Reuters first reported the large-scale DDoS attack that targeted the US Treasury. The Killnet hacking group did not cause operational harm to the government agency. The DDoS attack happened a few days before the Killnet group targeted JPMorgan Chase.
The attack in question was reported earlier this month. The cybersecurity counselor to the Deputy Treasury Secretary Wally Adeyemo, Todd Conklin, said the incident was a “pretty low-level DDoS activity targeting Treasury’s critical infrastructure nodes.”
Conklin also added that the US Treasury shared the internet protocol (IP) address used in this attack with financial services. This aligns with the new procedures to mitigate such attacks as required under the Biden administration.
“It confirmed that we’re on the right track with how we’re trying to actually share tactical information with the sector in real time with the mind that we are interconnected and face the same threat actors,” Conklin added.

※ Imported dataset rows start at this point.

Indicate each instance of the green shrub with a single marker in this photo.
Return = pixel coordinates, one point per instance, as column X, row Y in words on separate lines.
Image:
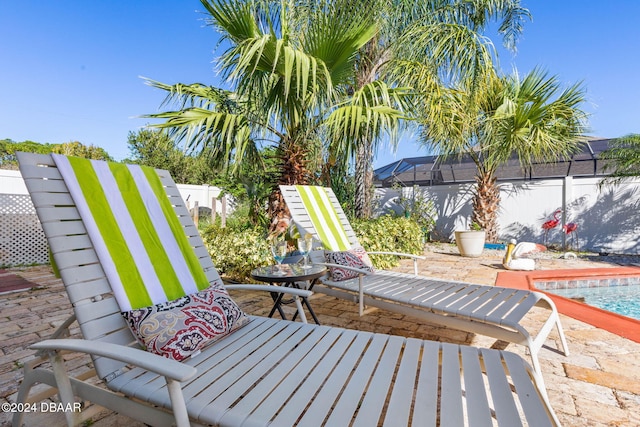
column 389, row 234
column 235, row 252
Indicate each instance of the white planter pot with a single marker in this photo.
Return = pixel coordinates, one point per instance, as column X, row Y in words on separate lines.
column 470, row 242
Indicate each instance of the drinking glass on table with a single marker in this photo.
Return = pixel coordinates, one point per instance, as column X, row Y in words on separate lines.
column 304, row 247
column 279, row 251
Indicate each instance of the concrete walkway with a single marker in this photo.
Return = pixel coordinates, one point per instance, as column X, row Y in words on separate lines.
column 598, row 385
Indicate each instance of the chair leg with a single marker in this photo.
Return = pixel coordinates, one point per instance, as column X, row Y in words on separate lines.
column 361, row 296
column 65, row 392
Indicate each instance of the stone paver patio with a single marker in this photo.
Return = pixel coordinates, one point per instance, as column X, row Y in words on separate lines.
column 598, row 385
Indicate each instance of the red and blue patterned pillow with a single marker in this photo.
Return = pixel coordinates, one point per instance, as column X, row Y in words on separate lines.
column 355, row 257
column 181, row 328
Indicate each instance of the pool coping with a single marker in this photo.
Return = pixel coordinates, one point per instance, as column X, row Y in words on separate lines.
column 620, row 325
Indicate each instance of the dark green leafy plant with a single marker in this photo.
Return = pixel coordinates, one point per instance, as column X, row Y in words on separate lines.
column 237, row 251
column 389, row 234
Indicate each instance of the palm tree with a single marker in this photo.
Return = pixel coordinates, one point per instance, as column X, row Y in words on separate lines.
column 531, row 118
column 290, row 64
column 623, row 157
column 444, row 34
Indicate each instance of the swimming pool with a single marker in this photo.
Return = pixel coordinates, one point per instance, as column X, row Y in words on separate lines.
column 619, row 295
column 573, row 291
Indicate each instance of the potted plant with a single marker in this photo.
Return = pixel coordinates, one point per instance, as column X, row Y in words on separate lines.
column 471, row 242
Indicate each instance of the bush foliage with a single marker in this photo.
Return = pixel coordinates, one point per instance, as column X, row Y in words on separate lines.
column 238, row 249
column 389, row 234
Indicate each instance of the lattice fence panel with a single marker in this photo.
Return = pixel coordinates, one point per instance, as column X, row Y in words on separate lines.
column 22, row 240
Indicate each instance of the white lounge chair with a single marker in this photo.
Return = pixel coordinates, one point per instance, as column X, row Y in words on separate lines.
column 487, row 310
column 267, row 372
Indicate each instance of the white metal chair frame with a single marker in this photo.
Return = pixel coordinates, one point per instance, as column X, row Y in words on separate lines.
column 269, row 372
column 488, row 310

Some of these changes also came into effect after Adeyemo, and Treasury Secretary Janet Yellen took up their respective roles. According to Adeyemo, this incident proved that the US Treasury and other institutions offering financial services faced similar threats.
The thwarted DDoS attack by the US Treasury also comes after the institution published the recent Financial Trend Analysis report focusing on ransomware. The report found that US banks paid out around $1.2 billion in 2021 to people and groups extorting them using cybersecurity attacks.
The Treasury findings also added that ransomware attacks continued to pose a major threat to critical infrastructure in the US. These attacks also affected businesses and the public. Moreover, the majority of these ransomware attacks seemed to originate in Russia.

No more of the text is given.